The news raised questions about how likely adults are to get chicken pox and how chicken pox is related to a condition that’s more common among adults, shingles. So here are some quick facts about the infections.
1. If you never had chicken pox as a child, can you still get the infection as an adult?
Yes. Although most cases of chicken pox occur before age 10, adults who have never contracted the infection are still at risk.
2. Can chicken pox be more severe in adults?
Most people get chicken pox when they are young, but the symptoms can be more severe among people who catch the infection in an older age. They include loss of appetite, fever, headache, tiredness and rashes, all of which can be more taxing on the health of elderly adults.
3. What is shingles, and how is it different from chicken pox?
Shingles, also known as zoster or herpes zoster, is a painful skin rash caused by the same virus responsible for chicken pox: the varicella zoster virus. Even if you had chicken pox in the past, you can still contract shingles. That’s because the chicken pox virus remains in the body, lying dormant in the roots of nerves, and can reactivate many years later. It’s not clear why the virus reawakens — in some people it never does — but researchers believe that the virus is triggered against as the immune system weakens with age, or in conditions of stress.
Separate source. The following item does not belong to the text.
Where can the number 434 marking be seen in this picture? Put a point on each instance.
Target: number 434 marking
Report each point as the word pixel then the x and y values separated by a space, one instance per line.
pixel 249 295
About 1 out of 3 people in the U.S. are affected by shingles at some point in their lives, with the majority of cases occurring in men and women ages 60 and older.
Shingles is less contagious than chicken pox and cannot be passed from person to person. However, the varicella zoster virus can be spread from a person with shingles to someone who has never had chicken pox. The unfortunate recipient might develop chicken pox, but not shingles.
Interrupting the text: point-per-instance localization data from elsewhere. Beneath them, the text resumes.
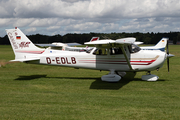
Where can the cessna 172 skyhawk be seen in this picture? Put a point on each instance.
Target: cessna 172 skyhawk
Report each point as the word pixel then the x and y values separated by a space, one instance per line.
pixel 117 56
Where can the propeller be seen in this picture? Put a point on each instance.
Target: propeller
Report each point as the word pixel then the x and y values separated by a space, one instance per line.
pixel 167 50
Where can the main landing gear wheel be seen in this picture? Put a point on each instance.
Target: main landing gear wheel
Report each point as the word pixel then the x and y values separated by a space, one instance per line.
pixel 111 77
pixel 149 77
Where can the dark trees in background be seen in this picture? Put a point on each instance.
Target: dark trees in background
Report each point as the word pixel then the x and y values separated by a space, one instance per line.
pixel 147 38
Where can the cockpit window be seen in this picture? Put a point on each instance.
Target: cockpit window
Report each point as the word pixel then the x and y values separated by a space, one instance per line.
pixel 134 48
pixel 115 51
pixel 100 52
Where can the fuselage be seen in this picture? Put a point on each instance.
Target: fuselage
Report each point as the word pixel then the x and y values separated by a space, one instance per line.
pixel 140 61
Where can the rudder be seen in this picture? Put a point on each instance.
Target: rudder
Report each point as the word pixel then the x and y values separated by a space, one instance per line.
pixel 21 45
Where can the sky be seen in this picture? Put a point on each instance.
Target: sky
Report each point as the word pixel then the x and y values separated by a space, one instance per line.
pixel 51 17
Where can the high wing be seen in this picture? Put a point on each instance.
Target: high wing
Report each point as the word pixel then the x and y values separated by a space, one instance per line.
pixel 119 42
pixel 129 40
pixel 58 44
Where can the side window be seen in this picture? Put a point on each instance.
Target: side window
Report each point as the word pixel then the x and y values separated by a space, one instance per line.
pixel 115 51
pixel 100 52
pixel 134 48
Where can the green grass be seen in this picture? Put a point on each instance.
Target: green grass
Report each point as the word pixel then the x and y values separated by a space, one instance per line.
pixel 48 92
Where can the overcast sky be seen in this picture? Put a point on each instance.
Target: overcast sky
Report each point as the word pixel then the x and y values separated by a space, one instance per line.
pixel 50 17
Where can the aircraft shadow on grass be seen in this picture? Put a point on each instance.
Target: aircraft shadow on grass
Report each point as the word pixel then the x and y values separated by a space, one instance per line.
pixel 97 84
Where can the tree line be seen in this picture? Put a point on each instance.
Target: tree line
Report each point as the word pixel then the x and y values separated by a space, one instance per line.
pixel 147 38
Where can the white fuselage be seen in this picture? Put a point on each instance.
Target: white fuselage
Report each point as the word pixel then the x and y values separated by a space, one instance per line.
pixel 140 61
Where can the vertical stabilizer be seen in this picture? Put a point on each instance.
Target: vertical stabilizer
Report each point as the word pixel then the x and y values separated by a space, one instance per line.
pixel 23 48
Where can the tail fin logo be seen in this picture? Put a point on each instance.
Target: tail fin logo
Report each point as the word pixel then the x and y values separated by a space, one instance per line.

4. How long is a person contagious with the chicken pox or shingles?
The infection can take anywhere from 10 to 21 days to develop after exposure to someone with chicken pox or shingles. People with chicken pox are contagious a couple days before their rash appears and remain so until all of their blisters have scabbed. A person with shingles, on the other hand, can only spread their infection while their skin rash is still blistering. They’re not contagious before the blisters occur, and are no longer contagious once the rash starts to scab.
5. What’s the best way to prevent chicken pox and shingles?
To avoid chicken pox, the Centers for Disease Control and Prevention (CDC) recommends two doses of the chicken-pox vaccine — which is 98% effective — for kids, adolescents and adults who have not had chicken pox. Adults who have not had the disease and may be in close contact with young children who are likely to be infected, should consider getting vaccinated. Children should receive the first dose when they are between 12 months old and 15 months old, and a second dose when they are 4 years old to 6 years old. The U.S. started chicken-pox immunizations in 1995, so Walters would not have been vaccinated as a child.
There is also a shingles vaccine. Zostavax is recommended for people ages 60 and older, since they are most vulnerable to the infection. Currently, the CDC doesn’t have a recommendation for the vaccine in people ages 50 to 59, but the Food and Drug Administration did approve the shot for this age group as well. According to the CDC, shingles-vaccination rates among adults are low, but there was a 16% increase in people ages 60 and older who were immunized in 2011. While the vaccine cannot protect you completely from a bout with shingles, it can make the rashes less painful and help to clear them up more quickly.